1b.Approach (from AD-416):
The Soil and Water Assessment Tool currently does not model the transport and fate of emerging contaminants, such as antimicrobial compounds. Therefore, a numerical model will be developed from field experimental data to quantify the effect of rainfall and manure application method on antimicrobial transport from agricultural fields amended with swine manure. Data for model development were collected in summer 2011 and funded by the National Pork Board. Swine manure was obtained from the US Meat Animal Research Center (MARC) in Clay Center, Nebraska. Manure was applied at an agronomic N rate for corn.
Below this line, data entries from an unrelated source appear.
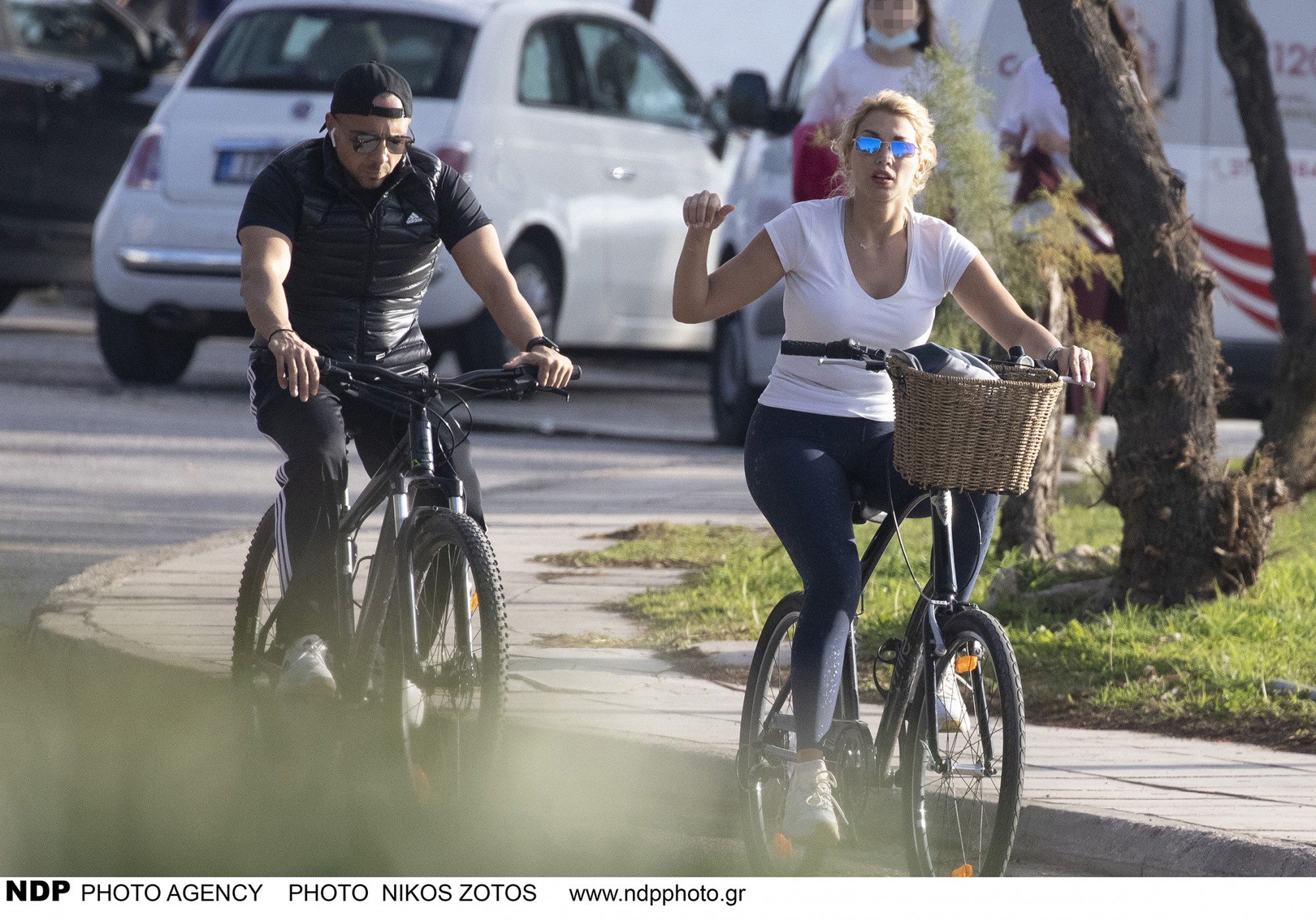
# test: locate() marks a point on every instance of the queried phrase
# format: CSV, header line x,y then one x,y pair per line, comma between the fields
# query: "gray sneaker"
x,y
306,672
811,809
Application methods evaluated included a negative control (no manure applied), broadcast, broadcast with immediate incorporation and injection. Target antimicrobial compounds for evaluation include: chlortetracycline, tetracycline, carbodox, and bacitracin. Soil and surface run-off samples were collected in three sequential rainfall simulation experiments and analyzed for antimicrobial concentration, total and dissolved phosphorus, total nitrogen, NO3-N, NH4-N, chloride, pH, conductivity, antibiotic resistance genes (ARG), and total solids. This field data will be used to develop a plot-scale SWAT simulation to evaluate antimicrobial transport in this system.
In a previous study, streams in the Shell Creek Watershed in Nebraska were monitored, and data on concentrations of pesticides and antimicrobials were collected. SWAT (Soil and Water Assessment Tool) input files were developed for Shell Creek, and data on pesticide and antimicrobial concentrations are being processed for comparison and validation of SWAT results.